(eg.ZAWN.uh.ree) n. A person who has been exonerated.

Example Citation:
Dennis Maher was 23 in 1984, when he was sent to jail for crimes he didn't commit.

When he came out, he'd lost his 20s and 30s, most of his old friends and his place in the world.

"I did 19 years, two months and 21 days," said the 42-year-old former U.S. Army sergeant, who was convicted of rape, aggravated rape and attempted rape on the basis of false identification.

He is now the latest prisoner — the 127th nation-wide — to be exonerated and released from jail after the Innocence Project used DNA evidence to prove his innocence.

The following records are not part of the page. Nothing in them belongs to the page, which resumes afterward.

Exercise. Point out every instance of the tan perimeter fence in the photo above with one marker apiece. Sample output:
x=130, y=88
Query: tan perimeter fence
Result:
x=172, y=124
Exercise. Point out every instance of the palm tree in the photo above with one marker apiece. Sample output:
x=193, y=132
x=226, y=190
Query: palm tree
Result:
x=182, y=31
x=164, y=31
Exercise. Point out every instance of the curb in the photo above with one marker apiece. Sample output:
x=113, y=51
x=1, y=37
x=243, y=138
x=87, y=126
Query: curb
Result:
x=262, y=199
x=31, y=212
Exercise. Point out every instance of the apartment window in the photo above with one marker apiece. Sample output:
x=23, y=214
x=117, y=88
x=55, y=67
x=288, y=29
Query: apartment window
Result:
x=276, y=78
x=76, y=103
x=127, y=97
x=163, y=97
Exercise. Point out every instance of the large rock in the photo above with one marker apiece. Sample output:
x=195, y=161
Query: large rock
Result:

This weekend, he and more than 30 other exonerees from around the country will arrive in New York to share their experiences and see the play "The Exonerated," based on stories like their own.
—Sarah Gilbert, "Exonerated now free to play," The new York Post, May 9, 2003

Earliest Citation:
Much as we expected, Judge Malcolm Wilkey, the special counsel in the House Bank investigation, says he'll issue a list of Members he deems worthy of exoneration just as the election enters the home stretch — in late August. This procedure is perfectly designed so that those who aren't on the list will almost certainly be suspected by the public of being wrongdoers and will be pummeled by their challengers. Will the non-exonerees be given their day in court before the Nov. 3 election?